Additionally, LPS stimulates the expression of inducible NO synthase in various cells, increasing NO levels that are involved in regulating female reproduction. A research group found that the NO synthesis pathway is more active in girls with CPP compared to healthy controls. Further mechanistic studies showed that NO not only stimulates GnRH secretion (Araki et al., 2005; Zhao et al., 2019), but may also promote follicular development through the PI3K/protein kinase B (AKT)/FoxO3a pathway, thereby accelerating puberty onset (Han G. et al., 2022; Luo et al., 2021; Li et al., 2020).
5.2.4 Neurotransmitters
Most neurotransmitters closely associated with PP are produced by the GM. HFD disrupts the intestinal microbial balance, diminishing populations of Lactobacillus and Bifidobacterium, both known to produce GABA through glutamate decarboxylase activity (Chen et al., 2023; Strandwitz, 2018). Genome-wide association studies have identified several alleles associated with the GABA signaling pathway that correlate with the age of menarche (Perry et al., 2014). GABA acts as a critical inhibitory modulator of hypothalamic GnRH neurons by engaging GABA receptors, thereby suppressing GnRH secretion (Watanabe et al., 2014). Further experiments in prepubertal rhesus monkeys demonstrated that GABA inhibits the upstream gene Kiss1 and its expression, contributing to the delay in puberty onset (Kurian et al., 2012). Additionally, GABA reduces NO production in the hypothalamus, diminishing the stimulation of the HPG axis and the promotion of follicular development (Yang et al., 2020).
In parallel, HFD also augments gut bacteria linked to intestinal inflammation (e.g., Bilophila, Desulfovibrio, and Escherichia), which synthesize neurotransmitters like dopamine and 5-HT, both of which are critical regulators during puberty (Chen et al., 2023; Wang M. et al., 2024). DA activates GnRH through a cAMP-mediated mechanism, enhancing the amplitude and duration of GnRH pulses to promote the onset of puberty (Winters et al., 2014). In contrast, 5-HT exerts a biphasic effect on GnRH neurons: rapid inhibition via 5-HT1A receptors, followed by slow excitation through 5-HT2A receptors (Bhattarai et al., 2014). Despite these insights, the exact mechanisms and causal relationships between neurotransmitters and PP require more detailed exploration.

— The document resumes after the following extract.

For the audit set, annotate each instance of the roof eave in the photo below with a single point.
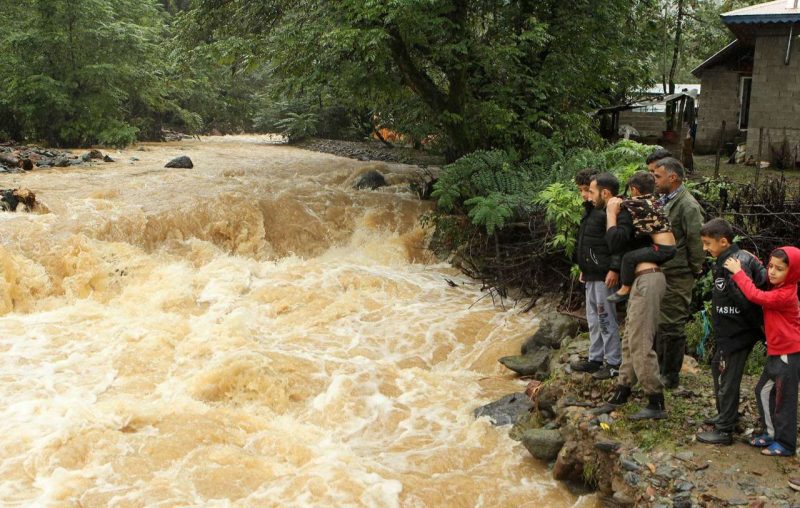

6 Targeting GM modulation for PP
6.1 Dietary and lifestyle interventions
Recent advancements in dietary interventions have demonstrated their effectiveness as a supplemental strategy for managing PP by influencing GM composition and biological activity, thereby modulating the host’s sexual development. Diets rich in vegetables and proteins have shown effectiveness in mitigating the onset and progression of PP (Gu et al., 2024). Specifically, plant-based high-fiber diets may diminish estrogen levels by inhibiting the dissociation of estrogen-binding proteins and facilitating increased estrogen excretion via feces. This reduction in circulating estrogen may delay puberty onset and slow sexual maturation (Cheng et al., 2012).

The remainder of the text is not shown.